# How can I improve cards animation? (C#)



## MrSeanKon (Jan 26, 2009)

Hello buds,

Go and *download here* the source code.
It is not something complex; only two small forms.
But I am wondering how can I improve it.
You know playing cards are not rectangle and using timers it's a problem.
Anyway what's your ideas?


----------



## Kreij (Jan 28, 2009)

Port the whole thing into XNA and use the built in libraries to save you lots of headaches. 
You can easily port it to Xbox too, if you want.

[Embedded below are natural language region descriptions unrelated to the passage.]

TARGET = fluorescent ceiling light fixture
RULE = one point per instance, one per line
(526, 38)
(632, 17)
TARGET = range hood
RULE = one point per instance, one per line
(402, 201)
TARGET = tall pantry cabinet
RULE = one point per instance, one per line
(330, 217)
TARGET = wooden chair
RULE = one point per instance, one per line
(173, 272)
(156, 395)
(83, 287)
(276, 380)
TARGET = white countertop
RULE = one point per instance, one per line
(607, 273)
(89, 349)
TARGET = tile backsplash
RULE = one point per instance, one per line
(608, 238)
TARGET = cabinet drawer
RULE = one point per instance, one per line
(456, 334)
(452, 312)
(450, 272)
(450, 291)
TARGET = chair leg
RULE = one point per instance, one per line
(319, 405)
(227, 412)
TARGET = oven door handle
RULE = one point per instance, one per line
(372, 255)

Good Tutorials to get you going


----------



## MrSeanKon (Jan 30, 2009)

Kreij can you be more specific? 
Sorry for my ignorance but I am not a programmer like you!
I studied Telecommunications + I just program only for fun!
But let me be specific by asking you:
1) Do you mean *this for XNA???*
2) Can I still use XNA  with C#???
Mate I am very confused with Microsoft I am reading at Google about OpenGL, DirectX and other strange things I am not familiar with them...
3) Xbox or XNA is easier???
4) If you can rewrite the code which I sent you pm me!

A very newbie programmer!


----------



## Kreij (Jan 30, 2009)

Hi MSK ...

1) Yes.
2) You can ONLY use XNA with C#
3) XNA is a framework. It adds API functionality to C#. It is basically takes the C++ stuff and "wraps" it to make it easier. I think it is pretty nice.
4) See PM


----------



## MrSeanKon (Feb 3, 2009)

Yeap I installed XNA + I think it is pure C# "mystery" statements.
Dude sorry for being newbie  but you should realize me I feel people like you hardcore programmers! 
That's why I stay away from Visual C++ and of course from MFC! 
Well *this site* which is mentioned in your sign is useful!


----------



## Kreij (Feb 4, 2009)

LOL on "Mystery" comment ... I hope the small project I sent you helped show that XNA is not really that hard to start to learn. Given the type of project that you are working on, I think it is a very good fit.

These Tutorials are great also


----------